Lippo/Caesars Korea project on shaky ground, no accord as of deadline

Hong Kong-listed Lippo Group said that there is doubt over whether its plan for an integrated resort in South Korea with Caesars Entertainment will proceed, after parties failed to resolve outstanding issues by a Dec. 31st deadline.

In a filing with the Hong Kong Stock Exchange, Lippo said consortium members have not been able to satisfy conditions relating to the acquisition of land targeted for the resort. Discussions are continuing with a view to either reaching an accord, or extending the deadline for negotiations.

“There is no assurance that such discussions and negotiations will result in any agreement, in which case the Project will not proceed,” it said.

Aside from the issue of the acquisition of the land, Lippo said there were other uncertainties including whether the members of the consortium are able to agree and finalize their investment, the form that the company’s investment will take and entering into definitive agreements on mutually agreeable terms.

“Further, the Preliminary Review Approval is conditional and accordingly there is no certainty as to whether the final licence will be granted,” it added.

Lippo, together with Caesars Entertainment and Singapore’s OUE Ltd received preliminary approval to build a foreigner-only integrated tourism resort in March last year. The casino will be located near the country’s main international airport on Yeongjong island and is expected to cost around 2.3 trillion won ($2.2 billion). It will be built in stages and will be ready in time for the 2018 Winter Olympics in Korea, the companies said at the time.
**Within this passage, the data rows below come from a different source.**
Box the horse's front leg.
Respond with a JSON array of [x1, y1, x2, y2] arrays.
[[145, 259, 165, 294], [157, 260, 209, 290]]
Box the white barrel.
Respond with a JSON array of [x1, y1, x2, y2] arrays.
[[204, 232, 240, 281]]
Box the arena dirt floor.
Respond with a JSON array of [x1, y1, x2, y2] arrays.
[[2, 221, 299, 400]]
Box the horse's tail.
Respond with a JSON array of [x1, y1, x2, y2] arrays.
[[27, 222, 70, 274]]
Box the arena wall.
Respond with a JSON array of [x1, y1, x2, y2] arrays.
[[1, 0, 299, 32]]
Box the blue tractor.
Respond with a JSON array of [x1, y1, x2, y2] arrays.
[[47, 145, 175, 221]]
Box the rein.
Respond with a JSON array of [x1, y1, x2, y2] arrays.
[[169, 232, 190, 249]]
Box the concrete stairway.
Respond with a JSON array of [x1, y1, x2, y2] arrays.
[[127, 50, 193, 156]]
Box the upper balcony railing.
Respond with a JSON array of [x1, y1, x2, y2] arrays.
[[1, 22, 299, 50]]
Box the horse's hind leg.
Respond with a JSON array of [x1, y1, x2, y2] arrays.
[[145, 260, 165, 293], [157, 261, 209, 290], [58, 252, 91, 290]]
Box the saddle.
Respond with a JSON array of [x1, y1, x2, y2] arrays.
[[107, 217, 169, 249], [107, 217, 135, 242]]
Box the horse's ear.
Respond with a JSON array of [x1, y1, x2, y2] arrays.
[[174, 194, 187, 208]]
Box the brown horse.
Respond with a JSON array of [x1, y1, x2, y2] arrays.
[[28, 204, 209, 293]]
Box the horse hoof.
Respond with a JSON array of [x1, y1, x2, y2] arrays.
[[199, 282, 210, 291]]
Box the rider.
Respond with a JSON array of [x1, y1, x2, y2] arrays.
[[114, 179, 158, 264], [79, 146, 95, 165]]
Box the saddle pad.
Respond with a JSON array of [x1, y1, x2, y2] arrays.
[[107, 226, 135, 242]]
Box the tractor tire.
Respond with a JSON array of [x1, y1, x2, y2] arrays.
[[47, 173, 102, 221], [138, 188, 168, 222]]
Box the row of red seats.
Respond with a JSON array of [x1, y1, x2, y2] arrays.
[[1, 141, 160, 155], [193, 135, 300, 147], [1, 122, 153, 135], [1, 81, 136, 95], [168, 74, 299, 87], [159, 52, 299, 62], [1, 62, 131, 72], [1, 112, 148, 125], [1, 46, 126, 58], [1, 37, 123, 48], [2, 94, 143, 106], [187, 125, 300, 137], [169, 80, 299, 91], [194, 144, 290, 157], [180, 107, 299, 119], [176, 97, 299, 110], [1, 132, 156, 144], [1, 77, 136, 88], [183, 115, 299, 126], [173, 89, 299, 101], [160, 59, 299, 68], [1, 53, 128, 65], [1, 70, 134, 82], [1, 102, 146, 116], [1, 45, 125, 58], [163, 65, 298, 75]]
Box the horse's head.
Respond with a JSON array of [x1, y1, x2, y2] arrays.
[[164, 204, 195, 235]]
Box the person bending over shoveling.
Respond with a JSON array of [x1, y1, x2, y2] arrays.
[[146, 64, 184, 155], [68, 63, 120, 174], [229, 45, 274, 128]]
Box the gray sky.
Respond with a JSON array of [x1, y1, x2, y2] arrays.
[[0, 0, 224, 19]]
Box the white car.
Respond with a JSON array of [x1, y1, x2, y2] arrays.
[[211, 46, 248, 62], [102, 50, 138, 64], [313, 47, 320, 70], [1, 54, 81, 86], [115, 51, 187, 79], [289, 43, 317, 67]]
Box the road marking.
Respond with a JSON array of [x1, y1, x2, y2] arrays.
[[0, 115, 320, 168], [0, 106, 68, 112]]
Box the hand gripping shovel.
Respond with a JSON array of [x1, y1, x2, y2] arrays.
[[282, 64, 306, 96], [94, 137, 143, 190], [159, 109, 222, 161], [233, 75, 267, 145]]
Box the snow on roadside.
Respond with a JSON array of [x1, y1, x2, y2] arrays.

Enthusiasm for the prospects of South Korea’s casino industry has dimmed recently as China’s anti-corruption drive grinds on, with operators seen highly dependent on visitation from China.

An initial field of about 34 bidders for two casino licenses being offered by the government may have shrivelled to just six by the December deadline, according to some media reports.

In November, Hong Kong-listed NagaCorp and Grand Korea Leisure said they will not participate in a bidding process for one of two integrated resort licenses being offered by the South Korean government, due to concern about the economic viability of the projects.